The proposed legislation would expand that to 10 a.m. to 8 p.m., and stores could sell on all those holidays except Easter, all of which would still be dependent on allowance from local governments.
Those expanded opportunities to sell are to level the playing field with grocery stores that don’t face such barriers, Campbell said.
“Our members highly respect the cultural nature of Sunday sales,” she said, but “now my members are competing against Walmart and Kroger and Casey’s who are selling on those summer holidays.”
She also noted how next-door-neighbor Missouri opened up its hours to allow liquor stores to sell early Sunday, a disadvantage for Kansas.
Rettig, with Barrel House Liquor, said she saw the longer Sunday hours as beneficial.
“We have a lot of people that go to the lake and stuff on the weekends, so they wouldn’t be there before noon,” she said, adding football game audiences are also a lost potential if they go out Sunday morning to purchase beer.
Most lawmakers agreed with the expanded Sunday hours, except those like Rep. Trevor Jacobs, R-Fort Scott, on moralistic reasons.
“I do believe the state has gone too far for opening up alcohol sales and encouraging consumption as early as 9 in the morning on Sundays,” he said.

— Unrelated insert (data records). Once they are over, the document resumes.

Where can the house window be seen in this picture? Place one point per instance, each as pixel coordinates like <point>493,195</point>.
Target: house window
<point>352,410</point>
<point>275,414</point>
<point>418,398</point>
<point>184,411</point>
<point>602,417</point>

As the language is now, liquor stores can only sell on summer holidays if the local government also lets them sell on Sundays. Campbell said she would try to separate the two so any store can sell on the holidays, regardless of Sunday sales or not.
Other changes
Multiple other policy changes could help alcohol businesses increase their sales and the industry grow.
One, for instance, would allow liquor retailers and drinking establishments to sell alcohol in growlers and howlers, refillable brown bottles used for alcoholic drinks. Microbreweries can already do such.
Spouses of police officers would be allowed to hold liquor licenses under proposed law. Potentially, this could help grow the number of liquor businesses in Kansas, especially considering that anyone out-of-state might be able to hold licenses as well.
That’s because the state Department of Revenue’s alcohol regulator is asking that residency requirements be removed after similar requirements in Tennessee were deemed unconstitutional, a violation of the Commerce Clause.
“In Kansas, the law requires nearly every licensed type for liquor to have some type of residency requirement,” said Debbie Beavers, of the revenue department. “We think the original intent of this residency requirement was allowing local knowledge and control of licensees by only issuing licenses to established upstanding local residents and entities.”